Para turistas britânicos ou norte-americanos, a mudança afeta sobretudo a forma como as autoridades francesas encaram os documentos franceses - e não as cartas que os visitantes transportam. Quem visita o país pode continuar a conduzir em França com a sua carta nacional, desde que respeite as regras francesas relativas a categorias e tipos de veículos.

O tema torna-se mais relevante ao alugar um carro através de uma filial francesa no estrangeiro, ao conduzir um veículo matriculado em França, ou em contextos familiares franco-estrangeiros. Um parceiro britânico a viver em França e a conduzir com carta francesa quase de certeza já terá o novo cartão, enquanto familiares franceses mais velhos podem ainda manter a versão rosa.
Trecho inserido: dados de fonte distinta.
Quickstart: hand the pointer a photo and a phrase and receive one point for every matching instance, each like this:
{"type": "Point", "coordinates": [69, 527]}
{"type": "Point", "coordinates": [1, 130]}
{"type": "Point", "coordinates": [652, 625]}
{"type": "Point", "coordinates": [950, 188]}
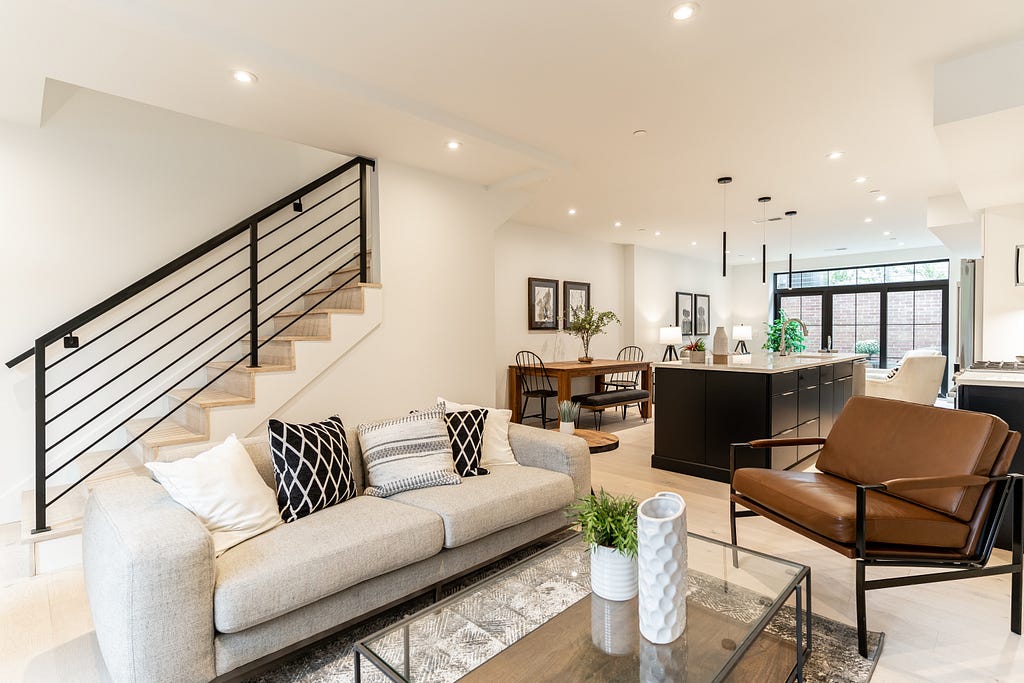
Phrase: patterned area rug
{"type": "Point", "coordinates": [834, 656]}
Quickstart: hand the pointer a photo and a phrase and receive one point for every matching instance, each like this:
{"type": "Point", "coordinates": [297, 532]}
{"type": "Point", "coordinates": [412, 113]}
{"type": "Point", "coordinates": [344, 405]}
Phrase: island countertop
{"type": "Point", "coordinates": [761, 361]}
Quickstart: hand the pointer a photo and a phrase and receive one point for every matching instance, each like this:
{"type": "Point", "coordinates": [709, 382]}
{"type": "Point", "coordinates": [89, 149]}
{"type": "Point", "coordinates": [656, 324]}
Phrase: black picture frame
{"type": "Point", "coordinates": [542, 303]}
{"type": "Point", "coordinates": [570, 293]}
{"type": "Point", "coordinates": [684, 312]}
{"type": "Point", "coordinates": [701, 314]}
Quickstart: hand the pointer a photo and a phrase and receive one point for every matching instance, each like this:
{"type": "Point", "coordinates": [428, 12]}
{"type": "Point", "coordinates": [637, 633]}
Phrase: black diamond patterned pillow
{"type": "Point", "coordinates": [310, 466]}
{"type": "Point", "coordinates": [466, 432]}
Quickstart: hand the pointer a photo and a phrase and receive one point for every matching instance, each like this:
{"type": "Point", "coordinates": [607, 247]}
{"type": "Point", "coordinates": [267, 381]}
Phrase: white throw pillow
{"type": "Point", "coordinates": [497, 450]}
{"type": "Point", "coordinates": [222, 487]}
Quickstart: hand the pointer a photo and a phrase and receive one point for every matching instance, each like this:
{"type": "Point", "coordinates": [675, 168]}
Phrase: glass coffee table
{"type": "Point", "coordinates": [538, 621]}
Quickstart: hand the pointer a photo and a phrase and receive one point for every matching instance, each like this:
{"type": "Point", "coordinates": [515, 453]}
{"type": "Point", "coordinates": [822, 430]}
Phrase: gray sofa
{"type": "Point", "coordinates": [165, 609]}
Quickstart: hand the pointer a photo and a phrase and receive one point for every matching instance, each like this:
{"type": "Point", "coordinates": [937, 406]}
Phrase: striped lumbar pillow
{"type": "Point", "coordinates": [409, 453]}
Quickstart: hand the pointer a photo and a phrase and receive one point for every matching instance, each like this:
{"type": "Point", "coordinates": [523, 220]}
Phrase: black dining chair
{"type": "Point", "coordinates": [536, 384]}
{"type": "Point", "coordinates": [620, 381]}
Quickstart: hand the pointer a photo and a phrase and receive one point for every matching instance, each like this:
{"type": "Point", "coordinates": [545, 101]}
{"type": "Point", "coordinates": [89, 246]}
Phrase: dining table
{"type": "Point", "coordinates": [564, 372]}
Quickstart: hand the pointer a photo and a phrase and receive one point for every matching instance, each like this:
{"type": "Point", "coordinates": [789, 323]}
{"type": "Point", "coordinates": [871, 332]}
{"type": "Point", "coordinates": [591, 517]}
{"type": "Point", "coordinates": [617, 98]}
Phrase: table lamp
{"type": "Point", "coordinates": [671, 337]}
{"type": "Point", "coordinates": [741, 333]}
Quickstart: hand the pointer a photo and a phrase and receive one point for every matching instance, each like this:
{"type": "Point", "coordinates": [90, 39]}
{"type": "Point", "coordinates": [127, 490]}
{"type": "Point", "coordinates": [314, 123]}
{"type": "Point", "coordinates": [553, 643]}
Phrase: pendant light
{"type": "Point", "coordinates": [764, 239]}
{"type": "Point", "coordinates": [724, 180]}
{"type": "Point", "coordinates": [791, 214]}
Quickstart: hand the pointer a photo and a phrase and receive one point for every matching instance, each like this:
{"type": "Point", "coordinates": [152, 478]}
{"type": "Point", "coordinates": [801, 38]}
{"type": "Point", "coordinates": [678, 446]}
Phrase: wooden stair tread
{"type": "Point", "coordinates": [210, 397]}
{"type": "Point", "coordinates": [165, 433]}
{"type": "Point", "coordinates": [243, 368]}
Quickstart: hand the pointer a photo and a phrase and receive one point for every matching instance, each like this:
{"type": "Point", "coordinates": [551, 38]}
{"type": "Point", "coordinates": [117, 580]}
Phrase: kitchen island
{"type": "Point", "coordinates": [704, 408]}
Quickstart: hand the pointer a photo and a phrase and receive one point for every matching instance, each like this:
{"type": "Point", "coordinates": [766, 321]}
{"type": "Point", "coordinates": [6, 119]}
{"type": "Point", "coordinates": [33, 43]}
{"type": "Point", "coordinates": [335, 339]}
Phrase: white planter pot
{"type": "Point", "coordinates": [662, 563]}
{"type": "Point", "coordinates": [612, 575]}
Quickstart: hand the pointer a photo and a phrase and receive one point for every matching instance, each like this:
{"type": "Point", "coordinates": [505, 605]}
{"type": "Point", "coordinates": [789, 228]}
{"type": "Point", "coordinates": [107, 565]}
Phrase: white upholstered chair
{"type": "Point", "coordinates": [916, 380]}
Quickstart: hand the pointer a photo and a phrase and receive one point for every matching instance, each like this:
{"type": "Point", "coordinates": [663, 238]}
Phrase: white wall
{"type": "Point", "coordinates": [524, 251]}
{"type": "Point", "coordinates": [105, 191]}
{"type": "Point", "coordinates": [657, 275]}
{"type": "Point", "coordinates": [437, 264]}
{"type": "Point", "coordinates": [1004, 302]}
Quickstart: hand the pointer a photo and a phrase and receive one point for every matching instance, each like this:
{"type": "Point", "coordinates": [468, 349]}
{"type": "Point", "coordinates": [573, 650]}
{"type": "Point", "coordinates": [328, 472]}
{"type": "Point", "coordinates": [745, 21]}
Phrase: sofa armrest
{"type": "Point", "coordinates": [552, 451]}
{"type": "Point", "coordinates": [150, 577]}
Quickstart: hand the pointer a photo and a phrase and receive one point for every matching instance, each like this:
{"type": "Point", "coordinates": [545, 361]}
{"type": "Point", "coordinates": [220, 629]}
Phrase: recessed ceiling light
{"type": "Point", "coordinates": [684, 11]}
{"type": "Point", "coordinates": [244, 76]}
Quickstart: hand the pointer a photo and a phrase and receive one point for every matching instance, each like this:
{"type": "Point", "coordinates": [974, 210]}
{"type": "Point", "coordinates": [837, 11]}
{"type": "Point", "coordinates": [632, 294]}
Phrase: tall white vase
{"type": "Point", "coordinates": [612, 575]}
{"type": "Point", "coordinates": [662, 566]}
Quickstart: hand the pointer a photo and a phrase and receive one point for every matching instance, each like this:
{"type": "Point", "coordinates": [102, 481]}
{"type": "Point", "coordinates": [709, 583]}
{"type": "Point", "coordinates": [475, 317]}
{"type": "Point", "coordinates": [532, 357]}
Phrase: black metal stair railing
{"type": "Point", "coordinates": [132, 333]}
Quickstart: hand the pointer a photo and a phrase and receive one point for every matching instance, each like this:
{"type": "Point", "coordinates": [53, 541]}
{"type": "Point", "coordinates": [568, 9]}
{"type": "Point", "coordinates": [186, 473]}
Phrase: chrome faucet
{"type": "Point", "coordinates": [785, 324]}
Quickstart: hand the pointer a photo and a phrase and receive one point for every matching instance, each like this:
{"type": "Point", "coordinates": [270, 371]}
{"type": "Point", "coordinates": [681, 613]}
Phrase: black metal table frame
{"type": "Point", "coordinates": [800, 586]}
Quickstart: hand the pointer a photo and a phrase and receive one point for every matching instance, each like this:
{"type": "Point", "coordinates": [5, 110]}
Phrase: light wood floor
{"type": "Point", "coordinates": [952, 632]}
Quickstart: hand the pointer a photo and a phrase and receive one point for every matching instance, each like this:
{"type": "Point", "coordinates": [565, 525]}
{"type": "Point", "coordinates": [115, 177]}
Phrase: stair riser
{"type": "Point", "coordinates": [188, 416]}
{"type": "Point", "coordinates": [342, 299]}
{"type": "Point", "coordinates": [311, 325]}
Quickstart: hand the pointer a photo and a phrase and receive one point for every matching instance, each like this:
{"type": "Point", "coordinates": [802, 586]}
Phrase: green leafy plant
{"type": "Point", "coordinates": [588, 323]}
{"type": "Point", "coordinates": [567, 411]}
{"type": "Point", "coordinates": [697, 345]}
{"type": "Point", "coordinates": [868, 346]}
{"type": "Point", "coordinates": [607, 520]}
{"type": "Point", "coordinates": [795, 340]}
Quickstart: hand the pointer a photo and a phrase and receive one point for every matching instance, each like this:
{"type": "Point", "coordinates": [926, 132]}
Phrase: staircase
{"type": "Point", "coordinates": [311, 316]}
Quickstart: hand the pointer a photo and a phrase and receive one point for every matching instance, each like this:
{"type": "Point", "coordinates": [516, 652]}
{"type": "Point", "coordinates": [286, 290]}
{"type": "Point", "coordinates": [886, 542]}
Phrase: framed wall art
{"type": "Point", "coordinates": [701, 314]}
{"type": "Point", "coordinates": [542, 301]}
{"type": "Point", "coordinates": [574, 296]}
{"type": "Point", "coordinates": [684, 312]}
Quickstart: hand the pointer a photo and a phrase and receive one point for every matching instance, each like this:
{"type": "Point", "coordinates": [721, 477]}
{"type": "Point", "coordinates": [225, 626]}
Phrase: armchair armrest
{"type": "Point", "coordinates": [552, 451]}
{"type": "Point", "coordinates": [150, 577]}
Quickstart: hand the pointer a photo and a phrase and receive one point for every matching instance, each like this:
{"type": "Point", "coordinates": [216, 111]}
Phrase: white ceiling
{"type": "Point", "coordinates": [540, 89]}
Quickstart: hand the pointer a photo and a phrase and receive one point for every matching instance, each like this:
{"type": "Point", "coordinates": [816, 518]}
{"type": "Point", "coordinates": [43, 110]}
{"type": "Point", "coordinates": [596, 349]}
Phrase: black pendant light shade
{"type": "Point", "coordinates": [724, 180]}
{"type": "Point", "coordinates": [764, 239]}
{"type": "Point", "coordinates": [791, 214]}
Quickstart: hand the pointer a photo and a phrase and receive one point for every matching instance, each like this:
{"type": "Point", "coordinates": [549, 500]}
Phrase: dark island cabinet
{"type": "Point", "coordinates": [701, 412]}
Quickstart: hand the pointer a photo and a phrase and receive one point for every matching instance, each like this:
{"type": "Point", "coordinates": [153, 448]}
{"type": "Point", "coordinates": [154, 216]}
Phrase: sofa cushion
{"type": "Point", "coordinates": [870, 442]}
{"type": "Point", "coordinates": [827, 506]}
{"type": "Point", "coordinates": [483, 505]}
{"type": "Point", "coordinates": [298, 563]}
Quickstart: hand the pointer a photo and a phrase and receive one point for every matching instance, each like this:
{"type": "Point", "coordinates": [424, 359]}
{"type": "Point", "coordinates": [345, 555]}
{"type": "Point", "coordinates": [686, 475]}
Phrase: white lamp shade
{"type": "Point", "coordinates": [670, 336]}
Quem viaja deve ter em conta que um amigo francês que empreste o carro pode enfrentar problemas se ainda depender de uma carta rosa muito danificada. Nesse caso, o risco não se limita a uma coima para o titular: pode também haver complicações para qualquer pessoa indicada como condutora na apólice de seguro.

O que significam realmente “pontos” e “imobilização”

Para quem não é francês, o sistema de pontos em França é frequentemente referido sem se explicar como se relaciona com a carta. Cada carta francesa começa com um determinado número de pontos. Infrações rodoviárias - como excesso de velocidade ou uso do telemóvel ao volante - implicam a perda de pontos.

Quando o saldo chega a zero, o condutor perde temporariamente o direito de conduzir. A passagem do papel rosa para o plástico não altera este mecanismo, mas o novo formato facilita a consulta online do saldo, ajudando a evitar surpresas desagradáveis após repetidas infrações menores.

A ideia de “imobilização” também pode soar mais dramática do que é. Na prática, significa que a polícia pode impedir o condutor de prosseguir viagem naquele veículo se não conseguir apresentar uma carta válida. O carro pode ser rebocado ou deixado estacionado até a situação ficar resolvida - transformando rapidamente uma simples fiscalização num episódio caro e demorado.

Um adeus lento a uma relíquia da condução em França

Para muitos, a carta rosa está ligada a recordações: o primeiro exame, o primeiro carro, a primeira grande viagem de férias. A transição para um cartão padronizado, alinhado com outros documentos europeus, pode parecer mais impessoal - mas responde a necessidades reais de segurança, de gestão administrativa e de circulação além-fronteiras.

Nos próximos anos, as carteiras em França irão, pouco a pouco, substituir o cartão desbotado pelo plástico. A carta rosa não desaparece de um dia para o outro, mas a data já está marcada. Quem ainda se apega ao documento vintage tem até janeiro de 2033 para o manter em uso antes de passar a ser uma peça de coleção e não uma autorização válida para circular na estrada.